The next day, as Alex and I walk past the shiny black marquee of Radio City Music Hall, I tell him, "My grandma used to take me there."
"When?" he asks, and I find myself telling him about the Christmases when my grandmother and I would come into New York to see the Rockettes. We'd stand in the line that snaked around Rockefeller Center, freezing in the icy wind. When we'd turn the last corner, my grandmother would send me across the street to the Sabrett Hot Dog stand for roasted chestnuts. We'd eat two or three, then stuff the rest into our pockets to keep our hands warm.
I tell Alex all of this in a rush, not certain whether he's understanding any of it, or if he has already lost interest. But a day later, as we're driving up Sixth Avenue in a taxi, he points to Radio City Music Hall and says, "That's where your grandma took you." So I tell him about how after the Rockettes, my grandmother and I would go to the Automat for dinner. She'd give me a handful of quarters and let me feed them into the enormous vending machines, releasing the plates of hot food from behind little plastic doors.
Alex makes me tell the story of the Automat over and over. He wants to go there, wants to make the plastic doors pop open on the plates of mashed potatoes, the turkey sandwiches. But like the people my grandmother has asked about, the Automat is gone.

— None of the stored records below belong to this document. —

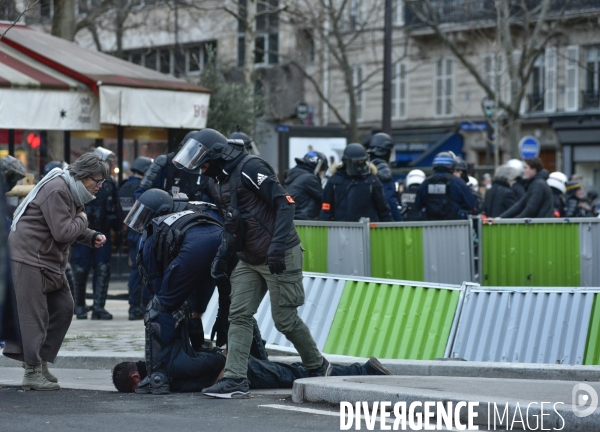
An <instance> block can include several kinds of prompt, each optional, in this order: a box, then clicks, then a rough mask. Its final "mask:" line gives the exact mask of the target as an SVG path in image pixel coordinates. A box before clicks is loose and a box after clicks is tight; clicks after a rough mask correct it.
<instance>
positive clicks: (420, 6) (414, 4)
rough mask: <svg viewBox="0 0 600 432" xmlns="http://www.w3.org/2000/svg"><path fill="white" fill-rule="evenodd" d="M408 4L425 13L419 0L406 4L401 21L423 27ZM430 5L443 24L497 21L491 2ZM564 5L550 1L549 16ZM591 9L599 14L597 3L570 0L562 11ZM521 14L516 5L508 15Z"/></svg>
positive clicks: (454, 0) (597, 5) (456, 2)
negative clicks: (423, 11)
mask: <svg viewBox="0 0 600 432" xmlns="http://www.w3.org/2000/svg"><path fill="white" fill-rule="evenodd" d="M515 3H520V2H515ZM524 3H525V4H526V6H527V10H529V11H532V10H534V9H535V8H536V7H537V6H539V4H540V0H525V1H524ZM411 4H412V6H416V7H418V8H419V10H422V11H426V10H427V8H426V7H425V6H424V4H423V2H421V1H411V2H405V6H404V22H405V23H406V24H407V25H413V26H416V27H420V26H424V25H425V23H423V22H422V21H421V20H420V19H419V18H417V15H416V14H415V13H414V11H413V9H412V8H411ZM431 4H432V7H433V10H434V11H435V14H436V15H437V17H438V19H439V22H440V23H442V24H446V23H456V24H462V23H470V22H478V21H489V20H493V21H496V6H495V1H494V0H431ZM564 5H565V0H551V4H550V12H549V16H556V15H558V14H560V13H561V12H562V10H563V7H564ZM594 10H596V11H600V0H571V1H570V2H569V3H568V5H567V7H566V9H565V13H566V14H572V13H576V12H589V11H594ZM521 13H522V12H521V9H520V8H519V7H518V6H513V8H512V11H511V16H515V17H518V16H519V15H520V14H521ZM427 15H429V14H427Z"/></svg>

Over the next week, I tell Alex more Nana stories. The Easter mornings we'd get up early for sunrise service, the only ones awake in the dark house. The way she'd press dollar bills into my palm, closing my fingers over the money and telling me not to say anything to my brothers. The St. Joseph's Day cakes she'd make for me every spring, crescent-shaped turnovers filled with puried chick peas and oil of cinnamon.
"What did they taste like?" Alex asks me.
"They were sweet," I tell him, "and a little spicy."
"Can we make them?" he wants to know.
I've only cooked St. Joseph's cakes once, using a recipe my grandmother dictated to my mother. I remember that I scraped the skin off my knuckles pushing the chick peas through the colander, burned myself on the hot oil the turnovers were fried in.
"Yes, we can make them," I tell Alex, thinking that perhaps these pastries meant to celebrate a minor saint will give him a taste of what it was like to grow up with Nana. Thinking also that they might help me remember what it felt like to receive her special dispensation.